A formal meeting might be conducted for the review of a complex design and minutes recorded

  • verification is conducted to ensure that requirements identified at the start of the design and development process are fulfilled; for larger projects, the process can be in many stages and the verification is carried out at the end of each stage. Verification activities can include alternative calculations; comparing the new design with a similar proven design, undertaking tests and demonstrations, checking documented information at a particular design stage before its release for the next stage,
  • validation is carried out to ensure that the final product or service will meet customer or end-user needs for the intended use; examples of validation activities can include marketing trials, operational testing, simulations and testing under intended user conditions e.g. to simulate the ability of a building to withstand earthquakes, customer or end-user tests which provide feedback;
  • upon review, verification, and validation activities, if problems are found, actions to resolve should be determined and implemented, the effectiveness of these actions should be evaluated and discussed during the next review; and
  • documented information on the review, verification and validation activities should be retained as evidence that the design and development activities were carried out as planned, e.g. meeting minutes, inspection and test reports, and customer approval etc.

8.3.5 Design and development outputs

The intent of this subclass is to ensure that the outputs give the information as required for all the processes (including purchase; production) needed for the intended products and services; there should be clear to make sure that those involved understand what to do and in what sequence.

Outputs will vary depending on the nature of the process for design and development and the products and services requirements.

Moreover, these outputs will be key inputs for the production and service provision processes.

For ISO 9001:2015, 8.3.5, bullets a) to d), the following should be considered.
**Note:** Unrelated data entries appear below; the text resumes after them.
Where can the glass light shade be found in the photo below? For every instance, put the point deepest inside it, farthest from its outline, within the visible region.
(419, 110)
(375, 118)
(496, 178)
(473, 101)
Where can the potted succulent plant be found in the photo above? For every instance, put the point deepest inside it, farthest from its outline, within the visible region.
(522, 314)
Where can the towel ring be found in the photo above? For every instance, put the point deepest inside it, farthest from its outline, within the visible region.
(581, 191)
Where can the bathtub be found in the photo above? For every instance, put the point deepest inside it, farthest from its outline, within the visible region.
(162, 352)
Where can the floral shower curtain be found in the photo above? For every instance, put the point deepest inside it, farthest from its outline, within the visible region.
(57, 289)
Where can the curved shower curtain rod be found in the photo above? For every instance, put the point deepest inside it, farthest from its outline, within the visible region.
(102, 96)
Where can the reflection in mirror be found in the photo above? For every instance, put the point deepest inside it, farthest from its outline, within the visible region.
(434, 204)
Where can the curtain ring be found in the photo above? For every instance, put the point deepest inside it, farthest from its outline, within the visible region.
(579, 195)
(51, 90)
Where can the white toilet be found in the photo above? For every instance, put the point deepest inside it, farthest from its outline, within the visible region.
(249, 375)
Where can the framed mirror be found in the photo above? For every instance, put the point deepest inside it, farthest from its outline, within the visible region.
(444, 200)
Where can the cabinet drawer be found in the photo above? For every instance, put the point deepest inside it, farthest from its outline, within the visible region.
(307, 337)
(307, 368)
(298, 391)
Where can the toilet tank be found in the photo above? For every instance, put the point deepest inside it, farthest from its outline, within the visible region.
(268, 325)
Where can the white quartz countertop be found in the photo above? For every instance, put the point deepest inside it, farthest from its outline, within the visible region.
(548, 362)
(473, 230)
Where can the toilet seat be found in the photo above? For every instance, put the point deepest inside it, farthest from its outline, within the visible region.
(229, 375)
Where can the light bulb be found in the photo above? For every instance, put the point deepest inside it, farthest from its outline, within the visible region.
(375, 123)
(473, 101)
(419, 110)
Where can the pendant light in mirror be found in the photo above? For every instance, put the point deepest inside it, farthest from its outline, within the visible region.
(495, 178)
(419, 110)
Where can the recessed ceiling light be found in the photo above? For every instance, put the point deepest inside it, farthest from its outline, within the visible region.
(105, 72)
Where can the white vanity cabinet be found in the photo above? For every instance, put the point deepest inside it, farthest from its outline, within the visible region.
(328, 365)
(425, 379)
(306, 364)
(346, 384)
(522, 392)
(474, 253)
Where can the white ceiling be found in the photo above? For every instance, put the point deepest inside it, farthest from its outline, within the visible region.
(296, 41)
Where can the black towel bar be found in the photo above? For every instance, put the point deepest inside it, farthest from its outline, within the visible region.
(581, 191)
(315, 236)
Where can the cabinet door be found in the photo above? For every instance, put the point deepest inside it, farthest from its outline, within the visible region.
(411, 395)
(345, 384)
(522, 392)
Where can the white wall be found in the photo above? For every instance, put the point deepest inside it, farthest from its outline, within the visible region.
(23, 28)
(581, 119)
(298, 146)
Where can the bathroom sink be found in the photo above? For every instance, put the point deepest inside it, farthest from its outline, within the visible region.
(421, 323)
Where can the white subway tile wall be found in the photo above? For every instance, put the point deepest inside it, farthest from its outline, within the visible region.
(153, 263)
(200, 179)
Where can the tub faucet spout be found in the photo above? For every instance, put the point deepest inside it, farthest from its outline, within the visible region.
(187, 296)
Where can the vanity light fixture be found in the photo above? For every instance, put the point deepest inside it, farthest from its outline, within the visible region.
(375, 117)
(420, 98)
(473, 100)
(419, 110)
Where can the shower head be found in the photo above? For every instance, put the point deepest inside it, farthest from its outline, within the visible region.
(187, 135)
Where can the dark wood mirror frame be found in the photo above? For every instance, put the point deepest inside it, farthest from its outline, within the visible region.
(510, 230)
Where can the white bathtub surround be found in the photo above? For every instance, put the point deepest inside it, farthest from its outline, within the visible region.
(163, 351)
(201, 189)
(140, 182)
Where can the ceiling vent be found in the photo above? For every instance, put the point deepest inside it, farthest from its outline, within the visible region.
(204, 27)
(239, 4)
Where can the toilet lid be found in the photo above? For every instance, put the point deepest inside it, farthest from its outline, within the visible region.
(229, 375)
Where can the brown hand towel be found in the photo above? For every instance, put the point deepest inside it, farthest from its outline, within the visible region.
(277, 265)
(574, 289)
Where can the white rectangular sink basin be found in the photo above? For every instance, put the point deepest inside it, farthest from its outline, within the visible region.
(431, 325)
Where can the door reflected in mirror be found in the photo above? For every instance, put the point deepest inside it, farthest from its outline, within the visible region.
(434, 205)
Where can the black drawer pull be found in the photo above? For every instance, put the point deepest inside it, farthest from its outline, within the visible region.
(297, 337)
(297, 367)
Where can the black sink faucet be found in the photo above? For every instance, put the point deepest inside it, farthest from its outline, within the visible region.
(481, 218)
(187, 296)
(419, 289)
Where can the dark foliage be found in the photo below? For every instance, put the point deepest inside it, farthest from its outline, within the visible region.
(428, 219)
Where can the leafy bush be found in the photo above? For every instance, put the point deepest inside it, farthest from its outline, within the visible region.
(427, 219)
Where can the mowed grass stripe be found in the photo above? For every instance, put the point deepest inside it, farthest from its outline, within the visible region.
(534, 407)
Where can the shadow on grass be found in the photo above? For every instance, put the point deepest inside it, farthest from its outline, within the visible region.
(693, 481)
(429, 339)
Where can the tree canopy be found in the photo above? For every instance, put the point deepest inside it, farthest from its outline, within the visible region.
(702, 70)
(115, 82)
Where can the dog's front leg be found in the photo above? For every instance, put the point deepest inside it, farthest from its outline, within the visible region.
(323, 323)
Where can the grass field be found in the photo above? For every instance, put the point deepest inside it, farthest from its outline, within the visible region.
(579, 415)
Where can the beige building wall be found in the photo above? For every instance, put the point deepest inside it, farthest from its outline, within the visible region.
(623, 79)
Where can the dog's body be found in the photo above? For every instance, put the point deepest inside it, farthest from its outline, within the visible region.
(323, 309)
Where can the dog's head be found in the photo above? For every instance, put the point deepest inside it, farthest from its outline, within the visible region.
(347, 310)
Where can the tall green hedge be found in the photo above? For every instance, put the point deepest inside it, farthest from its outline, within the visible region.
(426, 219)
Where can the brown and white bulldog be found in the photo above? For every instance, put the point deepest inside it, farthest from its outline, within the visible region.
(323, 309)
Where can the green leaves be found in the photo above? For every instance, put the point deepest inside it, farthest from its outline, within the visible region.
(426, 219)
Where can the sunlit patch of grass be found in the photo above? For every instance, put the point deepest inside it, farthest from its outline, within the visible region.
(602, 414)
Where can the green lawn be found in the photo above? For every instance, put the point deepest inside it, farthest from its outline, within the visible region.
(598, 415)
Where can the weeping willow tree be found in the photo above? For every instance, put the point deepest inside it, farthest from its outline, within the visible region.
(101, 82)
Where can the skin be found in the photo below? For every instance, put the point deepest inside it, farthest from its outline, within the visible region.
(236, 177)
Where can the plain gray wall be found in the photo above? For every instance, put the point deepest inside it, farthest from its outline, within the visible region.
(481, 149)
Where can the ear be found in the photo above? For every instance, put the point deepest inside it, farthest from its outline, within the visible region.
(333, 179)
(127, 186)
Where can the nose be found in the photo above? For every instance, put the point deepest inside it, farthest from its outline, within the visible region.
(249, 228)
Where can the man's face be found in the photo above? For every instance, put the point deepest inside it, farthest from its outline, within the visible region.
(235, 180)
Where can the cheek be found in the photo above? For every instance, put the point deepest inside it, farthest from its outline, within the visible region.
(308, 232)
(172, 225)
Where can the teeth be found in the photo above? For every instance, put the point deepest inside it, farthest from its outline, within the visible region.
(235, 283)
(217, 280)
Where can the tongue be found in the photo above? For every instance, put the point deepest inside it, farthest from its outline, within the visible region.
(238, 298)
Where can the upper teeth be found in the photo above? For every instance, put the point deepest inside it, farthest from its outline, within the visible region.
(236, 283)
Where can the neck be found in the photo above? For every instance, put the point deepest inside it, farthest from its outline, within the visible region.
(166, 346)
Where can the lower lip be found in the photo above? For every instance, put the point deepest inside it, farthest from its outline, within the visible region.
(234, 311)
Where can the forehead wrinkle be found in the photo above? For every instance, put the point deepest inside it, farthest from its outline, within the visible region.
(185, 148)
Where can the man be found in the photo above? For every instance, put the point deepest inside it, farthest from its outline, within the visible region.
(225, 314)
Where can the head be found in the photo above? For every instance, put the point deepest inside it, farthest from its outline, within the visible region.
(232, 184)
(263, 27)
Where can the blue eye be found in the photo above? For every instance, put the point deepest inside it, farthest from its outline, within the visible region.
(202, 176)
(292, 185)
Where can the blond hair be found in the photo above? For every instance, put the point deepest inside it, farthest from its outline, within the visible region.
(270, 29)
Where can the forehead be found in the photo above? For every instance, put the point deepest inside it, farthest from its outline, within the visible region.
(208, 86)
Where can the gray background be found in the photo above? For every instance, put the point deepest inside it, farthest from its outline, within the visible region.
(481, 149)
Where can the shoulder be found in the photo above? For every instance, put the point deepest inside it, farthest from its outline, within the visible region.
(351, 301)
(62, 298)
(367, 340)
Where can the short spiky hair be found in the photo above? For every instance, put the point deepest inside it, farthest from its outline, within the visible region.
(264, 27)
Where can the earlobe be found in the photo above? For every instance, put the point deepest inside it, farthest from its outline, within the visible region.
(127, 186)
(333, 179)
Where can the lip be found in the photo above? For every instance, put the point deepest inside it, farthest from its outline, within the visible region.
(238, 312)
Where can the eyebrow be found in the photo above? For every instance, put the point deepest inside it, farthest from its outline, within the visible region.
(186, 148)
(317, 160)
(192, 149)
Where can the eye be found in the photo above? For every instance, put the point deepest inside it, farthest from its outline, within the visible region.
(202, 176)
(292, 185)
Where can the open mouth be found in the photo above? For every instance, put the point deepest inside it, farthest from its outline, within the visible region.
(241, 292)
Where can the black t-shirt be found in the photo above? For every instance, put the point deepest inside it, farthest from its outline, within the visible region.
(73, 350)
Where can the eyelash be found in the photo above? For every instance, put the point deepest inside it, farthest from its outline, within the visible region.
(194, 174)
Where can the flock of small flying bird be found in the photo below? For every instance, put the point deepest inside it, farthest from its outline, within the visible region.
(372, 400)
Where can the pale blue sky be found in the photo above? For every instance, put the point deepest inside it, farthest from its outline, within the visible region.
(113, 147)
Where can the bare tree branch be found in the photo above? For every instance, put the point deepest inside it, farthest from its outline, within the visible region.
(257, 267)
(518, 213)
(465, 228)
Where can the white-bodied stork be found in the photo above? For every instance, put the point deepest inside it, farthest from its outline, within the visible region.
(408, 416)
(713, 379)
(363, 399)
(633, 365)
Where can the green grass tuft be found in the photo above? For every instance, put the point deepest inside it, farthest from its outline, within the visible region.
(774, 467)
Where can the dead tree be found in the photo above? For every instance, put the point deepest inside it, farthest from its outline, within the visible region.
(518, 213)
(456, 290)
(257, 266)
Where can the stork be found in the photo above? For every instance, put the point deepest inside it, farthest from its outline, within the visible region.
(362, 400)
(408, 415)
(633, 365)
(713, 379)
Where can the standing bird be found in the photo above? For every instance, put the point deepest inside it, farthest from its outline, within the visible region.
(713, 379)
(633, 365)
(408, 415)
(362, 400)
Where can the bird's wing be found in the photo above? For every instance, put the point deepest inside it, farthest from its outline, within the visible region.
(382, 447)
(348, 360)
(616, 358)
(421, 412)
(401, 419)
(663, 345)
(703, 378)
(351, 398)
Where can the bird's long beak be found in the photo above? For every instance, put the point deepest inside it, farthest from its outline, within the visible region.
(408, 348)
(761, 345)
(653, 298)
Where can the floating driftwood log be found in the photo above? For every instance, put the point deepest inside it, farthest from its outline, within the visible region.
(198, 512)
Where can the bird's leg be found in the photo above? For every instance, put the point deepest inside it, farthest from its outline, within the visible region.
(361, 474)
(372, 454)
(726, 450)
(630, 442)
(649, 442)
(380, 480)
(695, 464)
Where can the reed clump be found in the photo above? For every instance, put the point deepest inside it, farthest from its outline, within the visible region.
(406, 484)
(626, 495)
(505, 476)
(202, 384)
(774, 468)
  • ensure that the outputs are in sufficient detail to make sure that all subsequent processes can be carried out, considering who will use the output and in what circumstances;
  • clear information is provided in regards to monitoring and measuring, including any criteria for the acceptance of processes, products, and services that are provided externally, and the release of the products and services;
  • product and service characteristics should be complete, to ensure the products can be produced or service provided safely and suitably, as well as details on the use of a product or service e.g. use of medicine, food storage, or product cleaning.

‍In some cases, the design output can be the actual product of the organization, for example in the case of an architect, design engineer, or graphic definer.

Design outputs should be retained as documented information e.g.

  • drawings, product specifications, material specifications, test requirements, and quality control plans;
  • process parameters;
  • details of necessary production equipment;
  • technical calculations e.g. strength, earthquake resistance;
  • menus, recipes, cooking methods, and service manuals; and
  • a marketing campaign designed by an advertising agency.

8.3.6 Design and development changes

The intent of this clause is to review and controls changes during and subsequent to the design and development process.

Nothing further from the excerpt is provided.